All Tari has ever wanted is to become a librarian of the Archive of Ink and Soul. She has the drive and the ability to make that dream come true, but also an unwavering love for learning that could guarantee her success through an exhausting four-year apprenticeship.

One archaic law is all that stands in her way.

Tari is not a natural-born citizen of the magical world she lives in, and to most, that would be enough to keep her from dedicating her life to the Archive. But after years of preparation and deception, Tari has everything she needs to make her dreams a reality, including an acceptance letter welcoming her as an apprentice librarian.

Tari has a plan.

Enter the world of the After, where book characters from our world go once their stories are over, as one young librarian risks her future for a chance at happiness. To make it through her apprenticeship, Tari must keep her true identity a secret by not only lying to those she loves, but betraying the very thing she has sworn to protect.

If you’re looking for a REALLY QUICK read then this book will fit your needs perfectly because it’s roughly 125 pages so you’ll get it done while waiting at your next doctor appointment. The term ‘fast paced’ was made for novels like this as you’ll be racing through time in the character’s world so quickly you’ll risk whiplash going through the twists and turns of the story.

 It’s only the first in a new series so it’s not written to give you a full view of the characters, their motives, psyche or provide some big moment where you’ll connect. Instead it feels it was meant to just whet your appetite, give you a small taste of what is to come particularly so you’ll be willing to check out the much larger world she’s building; go to her website and sign up for her newsletter to stay informed and check out the first book in the companion series for a larger view.

 She has an interesting concept, it reminds me a bit of something Marissa Burt did years ago with her two book series where you get to follow what happens to the characters outside of what we as readers see on the pages of a book. It was nice to see librarians painted as something other than little old ladies out of touch with the world, no offense to little old lady librarians intended by the way. So it kind of had this flair I’ve seen before in the TNT show The Librarians who are portrayed more Indiana Jones like which is probably why I was drawn to checking this story out.

 As a fantasy novel, in case you didn’t get that from the synopsis that used the word ‘magic’ in it, your idea of realism will have to be suspended as you slowly learn what the rules for this world are and it’s going to take a while to get a full grasp on what those are because, if you remember from what I said earlier, the author didn’t fully develop all of her world or the characters in this book. This is one of those times where you’re going to be in for the long haul and will need to withhold final judgement until more of the books are released.

 Patricia Thomas seems to be trying to do something big here and this book is only giving you one tiny piece of it.
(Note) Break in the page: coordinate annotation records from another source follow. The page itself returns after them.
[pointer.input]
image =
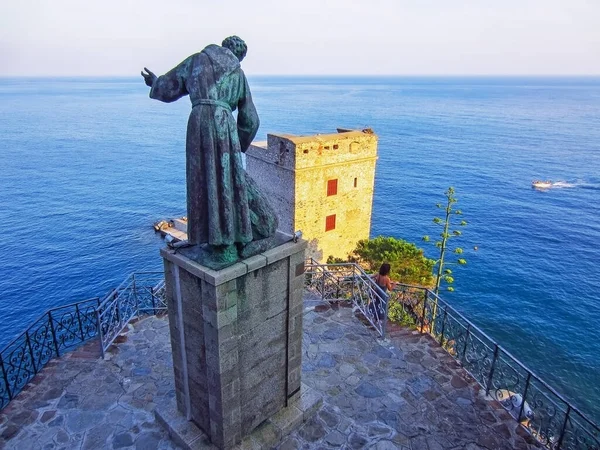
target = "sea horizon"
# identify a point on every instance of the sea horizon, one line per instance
(92, 162)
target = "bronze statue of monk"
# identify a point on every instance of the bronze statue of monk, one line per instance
(225, 209)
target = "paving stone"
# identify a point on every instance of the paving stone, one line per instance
(122, 440)
(368, 390)
(335, 438)
(78, 421)
(330, 418)
(312, 430)
(148, 440)
(404, 392)
(356, 440)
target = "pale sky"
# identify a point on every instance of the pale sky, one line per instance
(318, 37)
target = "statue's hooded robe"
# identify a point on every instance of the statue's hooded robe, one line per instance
(223, 204)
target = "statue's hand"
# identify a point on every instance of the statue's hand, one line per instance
(149, 77)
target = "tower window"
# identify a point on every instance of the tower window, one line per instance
(331, 187)
(330, 222)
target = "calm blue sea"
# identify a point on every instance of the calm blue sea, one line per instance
(87, 165)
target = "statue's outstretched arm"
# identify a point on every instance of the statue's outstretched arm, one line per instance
(170, 86)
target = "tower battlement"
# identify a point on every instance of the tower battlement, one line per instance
(320, 184)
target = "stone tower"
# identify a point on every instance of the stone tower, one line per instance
(321, 185)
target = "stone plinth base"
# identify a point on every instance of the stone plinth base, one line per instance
(236, 338)
(266, 436)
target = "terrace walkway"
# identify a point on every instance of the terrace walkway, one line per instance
(402, 393)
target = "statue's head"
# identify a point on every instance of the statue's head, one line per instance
(237, 46)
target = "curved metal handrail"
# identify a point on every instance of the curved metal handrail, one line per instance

If you’re part of the Netflix binge generation then you may need to wait until more of the series is out or you’re going to feel frustrated and might react negatively to this right now whereas if you have more at your disposal your view would change.

 I did like that it’s in first person so you get more of a feel for what the main character, Tari, is going through. She seems to have this innate need to protect those around her from busting out her first aid knowledge to hiding poor decisions and questionable behavior done under the influence of alcohol to minimize the damage that could come from judgmental authority figures.

 As she’s constantly trying to maintain a façade and hide her past her psychological development wavers and changes depending upon who she is with which is an accurate reflection of someone who is trying to be liked while maintaining a lie to those who she’s come to care about. I felt Thomas did a good job showing the war Tari’s personality and psychological development is having with itself as she has to hide the experiences she’s accumulated lest she’s found out.

 I plan on reading the other book she’s written in the companion series and follow her work so I can see where she’s going to take this series as my curiosity has been piqued.

 Thank you to Netgalley and Patricia Thomas for allowing me to review this book.